Saturday, August 19, 2006

More philosophical reflections from my national parks vacation

This is another philosophical/personal development poem whose ideas were generated during my recent vacation to the Pacific Northwest, and specifically to Olympic and Redwood national parks.


BEACHES OF FAITH

Beaches have many sounds.
First, like different snowfalls,
No two beaches sound the same
Under the deadfall of human feet.
At one, the sand screams;
At another, it scrunches.
And that’s just the beach sand,
To say nothing of the different roars
Of breakers and surf on sand and sea stacks.
Dover Beach’s sea of faith
Sounds much different at Olympic or Redwood.
It looks much different, too,
As the gleam of moonset on marine mirrors,
The ocean surge constrained by lurking volcanic headlands,
Brackets questions of ebbing faith within a particular context.
Faith in what?

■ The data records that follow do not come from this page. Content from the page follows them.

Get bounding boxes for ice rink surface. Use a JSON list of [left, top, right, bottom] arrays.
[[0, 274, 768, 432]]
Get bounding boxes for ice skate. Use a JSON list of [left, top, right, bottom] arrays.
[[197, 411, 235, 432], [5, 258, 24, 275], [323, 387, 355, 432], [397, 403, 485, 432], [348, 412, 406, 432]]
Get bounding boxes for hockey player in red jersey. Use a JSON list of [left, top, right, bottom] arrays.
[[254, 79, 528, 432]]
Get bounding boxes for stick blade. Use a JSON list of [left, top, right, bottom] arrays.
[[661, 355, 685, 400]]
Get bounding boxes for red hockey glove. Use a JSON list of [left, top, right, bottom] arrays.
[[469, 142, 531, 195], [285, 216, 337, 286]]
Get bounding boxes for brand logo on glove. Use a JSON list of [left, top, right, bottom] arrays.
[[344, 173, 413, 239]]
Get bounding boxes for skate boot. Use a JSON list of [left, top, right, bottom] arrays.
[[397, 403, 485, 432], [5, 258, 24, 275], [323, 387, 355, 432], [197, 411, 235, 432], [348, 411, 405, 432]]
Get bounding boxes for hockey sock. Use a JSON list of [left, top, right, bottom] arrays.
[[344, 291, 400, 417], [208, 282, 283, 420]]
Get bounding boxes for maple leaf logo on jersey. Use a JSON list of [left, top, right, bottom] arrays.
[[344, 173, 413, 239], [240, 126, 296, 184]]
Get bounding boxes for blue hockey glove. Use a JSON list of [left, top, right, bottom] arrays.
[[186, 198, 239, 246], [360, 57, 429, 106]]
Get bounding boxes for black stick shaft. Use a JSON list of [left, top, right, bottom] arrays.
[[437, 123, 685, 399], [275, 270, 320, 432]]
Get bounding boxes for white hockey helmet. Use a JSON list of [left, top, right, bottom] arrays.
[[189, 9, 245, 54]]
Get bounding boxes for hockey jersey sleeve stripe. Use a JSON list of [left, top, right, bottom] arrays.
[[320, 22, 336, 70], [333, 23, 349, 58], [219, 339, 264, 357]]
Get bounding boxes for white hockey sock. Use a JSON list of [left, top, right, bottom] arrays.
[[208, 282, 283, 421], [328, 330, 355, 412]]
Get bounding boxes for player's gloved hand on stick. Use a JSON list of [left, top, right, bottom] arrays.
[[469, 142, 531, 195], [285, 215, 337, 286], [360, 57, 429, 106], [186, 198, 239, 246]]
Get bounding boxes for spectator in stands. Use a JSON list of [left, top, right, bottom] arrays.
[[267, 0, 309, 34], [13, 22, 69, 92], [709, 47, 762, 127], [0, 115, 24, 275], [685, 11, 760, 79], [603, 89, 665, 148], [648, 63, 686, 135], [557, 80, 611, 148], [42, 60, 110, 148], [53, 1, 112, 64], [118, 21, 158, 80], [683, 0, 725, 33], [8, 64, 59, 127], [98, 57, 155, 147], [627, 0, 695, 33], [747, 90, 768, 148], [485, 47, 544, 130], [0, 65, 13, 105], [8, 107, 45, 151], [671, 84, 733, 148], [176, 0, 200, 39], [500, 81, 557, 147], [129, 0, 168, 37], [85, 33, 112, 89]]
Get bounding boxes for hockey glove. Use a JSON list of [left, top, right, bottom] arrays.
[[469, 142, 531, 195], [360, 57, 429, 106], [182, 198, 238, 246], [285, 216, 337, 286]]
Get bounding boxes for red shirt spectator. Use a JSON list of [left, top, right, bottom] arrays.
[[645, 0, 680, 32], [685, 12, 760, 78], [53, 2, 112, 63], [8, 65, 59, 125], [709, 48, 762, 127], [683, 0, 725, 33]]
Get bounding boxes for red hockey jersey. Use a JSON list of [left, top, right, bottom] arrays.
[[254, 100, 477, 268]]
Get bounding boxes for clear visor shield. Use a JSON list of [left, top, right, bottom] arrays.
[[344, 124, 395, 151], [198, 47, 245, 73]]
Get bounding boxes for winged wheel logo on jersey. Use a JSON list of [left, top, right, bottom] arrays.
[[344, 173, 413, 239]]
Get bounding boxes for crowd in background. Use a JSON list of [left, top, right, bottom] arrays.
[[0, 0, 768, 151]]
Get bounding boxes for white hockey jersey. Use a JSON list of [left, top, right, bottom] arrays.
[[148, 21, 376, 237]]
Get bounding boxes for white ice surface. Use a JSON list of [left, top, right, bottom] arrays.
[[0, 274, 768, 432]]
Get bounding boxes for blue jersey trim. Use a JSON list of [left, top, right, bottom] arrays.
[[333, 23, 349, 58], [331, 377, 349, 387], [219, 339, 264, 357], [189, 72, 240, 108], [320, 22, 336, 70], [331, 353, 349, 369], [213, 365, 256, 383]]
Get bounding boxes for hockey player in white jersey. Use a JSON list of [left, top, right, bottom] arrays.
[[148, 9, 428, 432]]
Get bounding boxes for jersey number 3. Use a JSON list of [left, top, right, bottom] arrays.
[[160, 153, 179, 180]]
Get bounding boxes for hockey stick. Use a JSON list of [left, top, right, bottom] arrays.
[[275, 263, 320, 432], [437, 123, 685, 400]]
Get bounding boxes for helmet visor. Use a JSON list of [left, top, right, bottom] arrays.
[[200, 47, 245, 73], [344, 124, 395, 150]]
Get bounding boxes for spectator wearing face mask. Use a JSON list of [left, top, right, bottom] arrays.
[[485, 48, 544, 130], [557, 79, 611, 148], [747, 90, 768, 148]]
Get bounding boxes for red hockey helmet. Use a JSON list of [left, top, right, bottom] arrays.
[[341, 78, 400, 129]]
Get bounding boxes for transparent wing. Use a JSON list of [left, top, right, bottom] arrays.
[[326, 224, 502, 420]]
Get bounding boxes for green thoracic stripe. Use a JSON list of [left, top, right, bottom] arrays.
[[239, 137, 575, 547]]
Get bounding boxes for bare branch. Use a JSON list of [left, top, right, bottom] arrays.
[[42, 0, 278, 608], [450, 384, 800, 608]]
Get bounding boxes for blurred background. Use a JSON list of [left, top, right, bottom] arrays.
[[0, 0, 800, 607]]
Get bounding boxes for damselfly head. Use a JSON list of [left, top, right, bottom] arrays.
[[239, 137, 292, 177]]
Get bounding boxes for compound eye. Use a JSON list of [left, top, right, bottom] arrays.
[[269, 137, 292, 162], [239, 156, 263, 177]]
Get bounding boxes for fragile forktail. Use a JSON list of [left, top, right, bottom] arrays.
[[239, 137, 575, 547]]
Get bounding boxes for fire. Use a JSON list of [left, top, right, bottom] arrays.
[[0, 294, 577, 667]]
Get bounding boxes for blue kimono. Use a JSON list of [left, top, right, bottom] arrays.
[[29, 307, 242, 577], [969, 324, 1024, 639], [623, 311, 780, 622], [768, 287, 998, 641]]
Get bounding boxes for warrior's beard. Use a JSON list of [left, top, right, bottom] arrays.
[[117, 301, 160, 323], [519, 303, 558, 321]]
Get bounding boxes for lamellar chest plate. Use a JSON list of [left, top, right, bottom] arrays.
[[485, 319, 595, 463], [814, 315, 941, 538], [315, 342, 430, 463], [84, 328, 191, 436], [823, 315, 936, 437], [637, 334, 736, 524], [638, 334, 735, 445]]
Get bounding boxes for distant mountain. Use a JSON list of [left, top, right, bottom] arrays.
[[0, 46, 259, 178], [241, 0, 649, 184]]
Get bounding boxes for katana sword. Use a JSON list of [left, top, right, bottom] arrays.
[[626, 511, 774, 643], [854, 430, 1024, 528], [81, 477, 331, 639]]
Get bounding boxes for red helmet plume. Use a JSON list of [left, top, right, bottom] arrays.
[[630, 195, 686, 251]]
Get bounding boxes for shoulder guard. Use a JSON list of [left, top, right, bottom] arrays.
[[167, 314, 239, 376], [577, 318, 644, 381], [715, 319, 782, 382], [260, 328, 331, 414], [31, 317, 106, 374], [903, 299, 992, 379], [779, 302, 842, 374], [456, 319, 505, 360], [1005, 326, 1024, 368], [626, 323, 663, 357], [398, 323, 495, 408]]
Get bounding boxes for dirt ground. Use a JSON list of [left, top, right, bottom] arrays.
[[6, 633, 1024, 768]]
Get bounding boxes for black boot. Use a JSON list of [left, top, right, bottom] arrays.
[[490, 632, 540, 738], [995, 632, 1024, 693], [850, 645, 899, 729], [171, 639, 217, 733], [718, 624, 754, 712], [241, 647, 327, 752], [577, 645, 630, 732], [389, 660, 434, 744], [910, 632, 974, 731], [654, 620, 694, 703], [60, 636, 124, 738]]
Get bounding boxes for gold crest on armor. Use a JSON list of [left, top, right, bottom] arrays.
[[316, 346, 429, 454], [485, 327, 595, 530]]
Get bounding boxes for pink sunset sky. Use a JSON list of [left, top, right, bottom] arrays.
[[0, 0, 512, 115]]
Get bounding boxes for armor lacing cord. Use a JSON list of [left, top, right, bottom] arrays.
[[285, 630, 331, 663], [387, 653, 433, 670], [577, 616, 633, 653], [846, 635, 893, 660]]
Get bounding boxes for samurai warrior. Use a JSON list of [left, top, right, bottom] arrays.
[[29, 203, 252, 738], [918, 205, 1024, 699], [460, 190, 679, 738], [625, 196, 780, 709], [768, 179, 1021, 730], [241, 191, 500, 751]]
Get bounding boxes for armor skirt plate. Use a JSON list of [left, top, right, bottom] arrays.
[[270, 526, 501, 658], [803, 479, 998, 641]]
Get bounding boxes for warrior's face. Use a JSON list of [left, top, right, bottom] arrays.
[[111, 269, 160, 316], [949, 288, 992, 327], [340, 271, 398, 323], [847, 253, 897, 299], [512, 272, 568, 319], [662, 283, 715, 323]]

About what? For what? To what end?
The faith of Olympic and Redwood
Is not in, for, or to some transcendentally dead deity.
Rather, it is in a nonmetaphysically eternal recurrence,
That this world, this nature,
Simply IS,
And will be,
But like Heraclitus’ river,
Never will recur the same.
In that, I have faith indeed,
A faith as constant as the ebbing tides’ returning surge,
An Olympian faith for today.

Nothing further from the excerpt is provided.